Written By: Hakim Bigzaam
The International Bar Association’s Human Rights Institute (IBAHRI) reports that, in coordination with several members of the British Parliament, it has launched an investigation into the situation of women in Afghanistan and Iran. The IBAHRI currently has this issue under scrutiny.
While international law does not explicitly criminalize “gender apartheid,” the IBAHRI states on its website that what women in Afghanistan and Iran experience qualifies as “gender apartheid.”
According to the institute, women lawyers, politicians, scholars, and human rights defenders in Afghanistan and Iran, along with international activists and experts, are demanding the recognition of the status of women and girls in both countries as a form of gender apartheid.
The institute’s website highlights that women in Afghanistan and Iran are at a stage of societal exclusion, and an examination of their situation as “gender apartheid” is deemed essential.
It should be noted that United Nations experts have referred to the restrictions imposed on women’s lives in Afghanistan as “sexual harassment.” However, Richard Bennett, the UN Human Rights Rapporteur on Afghanistan, stated in his April report that what women in this country endure could be reconsidered as an instance of gender apartheid.

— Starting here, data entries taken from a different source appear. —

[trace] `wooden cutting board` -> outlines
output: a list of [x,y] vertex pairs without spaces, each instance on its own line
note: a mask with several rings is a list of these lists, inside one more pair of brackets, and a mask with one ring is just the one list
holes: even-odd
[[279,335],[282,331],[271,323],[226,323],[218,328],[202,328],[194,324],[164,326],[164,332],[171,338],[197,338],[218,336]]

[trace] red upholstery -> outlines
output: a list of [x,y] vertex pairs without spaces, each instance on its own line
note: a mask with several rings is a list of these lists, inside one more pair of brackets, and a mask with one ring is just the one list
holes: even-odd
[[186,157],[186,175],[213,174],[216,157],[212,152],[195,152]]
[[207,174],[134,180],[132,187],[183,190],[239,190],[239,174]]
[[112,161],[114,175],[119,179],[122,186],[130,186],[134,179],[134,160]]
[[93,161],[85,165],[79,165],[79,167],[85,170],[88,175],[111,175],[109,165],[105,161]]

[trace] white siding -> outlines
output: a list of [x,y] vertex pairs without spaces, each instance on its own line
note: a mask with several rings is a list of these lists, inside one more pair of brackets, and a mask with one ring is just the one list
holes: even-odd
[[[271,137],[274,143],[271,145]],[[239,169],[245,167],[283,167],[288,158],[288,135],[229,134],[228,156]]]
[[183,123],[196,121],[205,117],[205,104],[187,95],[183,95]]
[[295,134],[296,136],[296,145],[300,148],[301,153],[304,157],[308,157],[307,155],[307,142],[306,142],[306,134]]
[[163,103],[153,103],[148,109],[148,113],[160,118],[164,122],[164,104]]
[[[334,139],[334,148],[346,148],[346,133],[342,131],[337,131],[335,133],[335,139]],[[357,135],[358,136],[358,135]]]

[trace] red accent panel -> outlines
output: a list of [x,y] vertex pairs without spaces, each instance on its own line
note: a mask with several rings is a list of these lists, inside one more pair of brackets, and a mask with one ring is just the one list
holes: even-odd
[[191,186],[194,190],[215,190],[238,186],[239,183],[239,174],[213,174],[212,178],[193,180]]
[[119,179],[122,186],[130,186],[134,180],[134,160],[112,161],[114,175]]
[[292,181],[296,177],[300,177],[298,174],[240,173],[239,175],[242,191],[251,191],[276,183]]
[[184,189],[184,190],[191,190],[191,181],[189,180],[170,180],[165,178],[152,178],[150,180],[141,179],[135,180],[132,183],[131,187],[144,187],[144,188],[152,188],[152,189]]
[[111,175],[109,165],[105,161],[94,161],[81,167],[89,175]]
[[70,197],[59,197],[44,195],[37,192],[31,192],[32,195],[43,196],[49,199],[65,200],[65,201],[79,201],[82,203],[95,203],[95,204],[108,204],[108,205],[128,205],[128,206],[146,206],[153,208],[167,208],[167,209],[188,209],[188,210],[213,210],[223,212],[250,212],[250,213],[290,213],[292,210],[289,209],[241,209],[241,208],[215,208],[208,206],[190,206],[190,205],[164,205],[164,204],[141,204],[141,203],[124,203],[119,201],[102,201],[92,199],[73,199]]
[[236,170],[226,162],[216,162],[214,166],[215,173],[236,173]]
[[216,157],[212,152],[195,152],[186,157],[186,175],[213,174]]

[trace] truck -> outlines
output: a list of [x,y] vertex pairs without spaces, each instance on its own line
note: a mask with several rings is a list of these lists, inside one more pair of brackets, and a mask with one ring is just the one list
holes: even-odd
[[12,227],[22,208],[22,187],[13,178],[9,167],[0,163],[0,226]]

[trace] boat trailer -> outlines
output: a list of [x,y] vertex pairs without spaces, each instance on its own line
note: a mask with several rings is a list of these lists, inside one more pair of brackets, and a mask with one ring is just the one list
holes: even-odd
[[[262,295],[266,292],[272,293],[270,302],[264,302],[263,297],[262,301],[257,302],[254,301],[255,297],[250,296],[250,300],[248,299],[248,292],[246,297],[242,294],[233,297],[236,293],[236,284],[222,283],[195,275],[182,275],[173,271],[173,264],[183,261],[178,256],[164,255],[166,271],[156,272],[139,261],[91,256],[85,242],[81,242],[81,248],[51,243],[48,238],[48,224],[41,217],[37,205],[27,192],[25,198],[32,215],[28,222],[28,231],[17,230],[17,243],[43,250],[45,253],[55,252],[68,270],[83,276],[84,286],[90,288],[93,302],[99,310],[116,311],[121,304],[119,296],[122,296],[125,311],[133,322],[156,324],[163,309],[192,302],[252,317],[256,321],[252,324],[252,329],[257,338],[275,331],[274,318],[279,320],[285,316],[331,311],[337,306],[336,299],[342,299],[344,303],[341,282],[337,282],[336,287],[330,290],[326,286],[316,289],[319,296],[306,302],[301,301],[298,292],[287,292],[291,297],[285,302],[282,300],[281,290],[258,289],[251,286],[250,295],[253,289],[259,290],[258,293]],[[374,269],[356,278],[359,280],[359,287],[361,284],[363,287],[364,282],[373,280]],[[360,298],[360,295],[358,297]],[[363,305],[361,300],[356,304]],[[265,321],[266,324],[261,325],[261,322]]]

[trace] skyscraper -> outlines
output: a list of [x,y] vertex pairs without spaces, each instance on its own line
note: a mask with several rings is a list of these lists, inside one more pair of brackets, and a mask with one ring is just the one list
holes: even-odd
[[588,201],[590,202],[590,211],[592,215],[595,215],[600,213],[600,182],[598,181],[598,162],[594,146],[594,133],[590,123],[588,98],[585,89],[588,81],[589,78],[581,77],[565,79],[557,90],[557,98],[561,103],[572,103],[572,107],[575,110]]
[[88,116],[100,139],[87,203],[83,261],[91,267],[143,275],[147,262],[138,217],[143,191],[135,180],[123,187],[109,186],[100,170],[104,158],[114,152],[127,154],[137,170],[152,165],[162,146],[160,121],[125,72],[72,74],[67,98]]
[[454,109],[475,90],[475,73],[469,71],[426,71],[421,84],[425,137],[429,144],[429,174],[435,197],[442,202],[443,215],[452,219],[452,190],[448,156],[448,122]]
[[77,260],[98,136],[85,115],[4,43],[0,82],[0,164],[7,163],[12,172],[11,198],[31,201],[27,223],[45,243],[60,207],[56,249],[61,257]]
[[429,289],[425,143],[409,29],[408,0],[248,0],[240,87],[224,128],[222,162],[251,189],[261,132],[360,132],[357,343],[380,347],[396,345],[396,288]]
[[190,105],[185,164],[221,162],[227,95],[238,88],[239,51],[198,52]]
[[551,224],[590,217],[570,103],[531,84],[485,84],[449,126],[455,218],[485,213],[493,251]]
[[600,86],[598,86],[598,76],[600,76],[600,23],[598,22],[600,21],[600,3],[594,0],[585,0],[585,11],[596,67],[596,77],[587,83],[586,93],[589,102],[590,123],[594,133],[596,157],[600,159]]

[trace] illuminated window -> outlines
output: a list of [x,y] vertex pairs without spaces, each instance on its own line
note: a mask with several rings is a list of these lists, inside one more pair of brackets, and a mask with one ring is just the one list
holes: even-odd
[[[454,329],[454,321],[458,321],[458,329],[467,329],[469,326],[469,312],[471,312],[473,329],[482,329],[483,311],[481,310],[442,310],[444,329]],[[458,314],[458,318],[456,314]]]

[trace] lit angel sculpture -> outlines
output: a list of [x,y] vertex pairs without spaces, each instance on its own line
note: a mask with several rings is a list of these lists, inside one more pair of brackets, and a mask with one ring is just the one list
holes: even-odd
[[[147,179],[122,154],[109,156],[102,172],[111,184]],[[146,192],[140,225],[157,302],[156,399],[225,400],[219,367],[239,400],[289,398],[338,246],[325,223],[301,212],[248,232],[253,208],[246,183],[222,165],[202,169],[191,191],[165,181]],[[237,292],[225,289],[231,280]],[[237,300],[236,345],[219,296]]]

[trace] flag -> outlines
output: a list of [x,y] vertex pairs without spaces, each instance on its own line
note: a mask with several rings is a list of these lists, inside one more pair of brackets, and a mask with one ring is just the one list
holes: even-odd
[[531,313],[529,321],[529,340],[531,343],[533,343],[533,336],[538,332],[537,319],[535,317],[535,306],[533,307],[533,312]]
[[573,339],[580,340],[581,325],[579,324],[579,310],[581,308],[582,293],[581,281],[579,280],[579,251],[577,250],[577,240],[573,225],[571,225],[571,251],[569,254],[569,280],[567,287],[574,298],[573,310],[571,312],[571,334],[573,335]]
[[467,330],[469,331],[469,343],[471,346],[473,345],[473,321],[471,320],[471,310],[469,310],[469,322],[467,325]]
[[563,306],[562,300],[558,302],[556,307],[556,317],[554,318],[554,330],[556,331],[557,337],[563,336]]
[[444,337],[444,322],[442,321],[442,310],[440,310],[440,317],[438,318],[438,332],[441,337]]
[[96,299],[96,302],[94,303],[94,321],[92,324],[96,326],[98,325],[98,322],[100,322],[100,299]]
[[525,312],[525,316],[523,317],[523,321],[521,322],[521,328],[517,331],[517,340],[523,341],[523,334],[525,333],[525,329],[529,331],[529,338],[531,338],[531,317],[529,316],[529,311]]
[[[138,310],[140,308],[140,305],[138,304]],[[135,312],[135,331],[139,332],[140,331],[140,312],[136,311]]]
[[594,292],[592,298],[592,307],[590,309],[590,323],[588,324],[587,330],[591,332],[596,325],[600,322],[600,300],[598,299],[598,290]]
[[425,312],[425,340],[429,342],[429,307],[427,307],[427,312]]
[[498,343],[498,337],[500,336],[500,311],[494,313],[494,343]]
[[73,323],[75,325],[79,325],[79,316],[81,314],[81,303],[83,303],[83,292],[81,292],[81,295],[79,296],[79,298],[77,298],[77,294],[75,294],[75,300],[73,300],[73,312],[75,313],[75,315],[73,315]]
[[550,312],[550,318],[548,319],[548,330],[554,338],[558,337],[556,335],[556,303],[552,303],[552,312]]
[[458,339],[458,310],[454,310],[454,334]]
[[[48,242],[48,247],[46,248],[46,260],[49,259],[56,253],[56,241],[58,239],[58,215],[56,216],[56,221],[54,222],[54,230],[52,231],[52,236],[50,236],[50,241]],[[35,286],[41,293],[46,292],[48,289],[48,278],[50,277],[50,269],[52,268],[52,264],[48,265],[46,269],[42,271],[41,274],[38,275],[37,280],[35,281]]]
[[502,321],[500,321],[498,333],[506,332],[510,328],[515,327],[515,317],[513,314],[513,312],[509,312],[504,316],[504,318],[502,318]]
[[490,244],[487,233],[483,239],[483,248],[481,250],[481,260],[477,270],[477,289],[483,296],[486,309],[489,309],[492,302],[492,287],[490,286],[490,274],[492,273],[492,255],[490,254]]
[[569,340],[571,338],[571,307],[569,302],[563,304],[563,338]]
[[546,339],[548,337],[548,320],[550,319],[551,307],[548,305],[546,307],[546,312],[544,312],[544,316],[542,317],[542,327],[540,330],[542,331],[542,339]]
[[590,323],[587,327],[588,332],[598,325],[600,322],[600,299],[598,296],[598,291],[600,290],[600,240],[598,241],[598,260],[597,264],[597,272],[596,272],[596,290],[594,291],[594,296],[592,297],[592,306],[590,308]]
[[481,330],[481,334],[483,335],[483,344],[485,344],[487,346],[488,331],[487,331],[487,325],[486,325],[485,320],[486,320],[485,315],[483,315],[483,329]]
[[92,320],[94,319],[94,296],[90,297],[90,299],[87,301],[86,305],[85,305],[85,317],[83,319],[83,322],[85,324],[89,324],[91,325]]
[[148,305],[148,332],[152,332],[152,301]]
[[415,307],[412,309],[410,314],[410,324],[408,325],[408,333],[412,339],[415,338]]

Richard Goldstone, a retired judge from the Constitutional Court of South Africa, stated: “In South Africa, systematic discrimination against the majority of its population based on race was practised. That was apartheid. Therefore, in Afghanistan and Iran, systematic discrimination against all women and girls is practised.”
Mr. Goldstone added that the recognition of gender apartheid in international law is considered essential.
In Iran, women do not have free choice in selecting their fields of study, while in Afghanistan, educating and teaching girls is prohibited. In the former, women are banned from working, entering public places such as parks and restaurants, and traveling under the rule of the Taliban regime.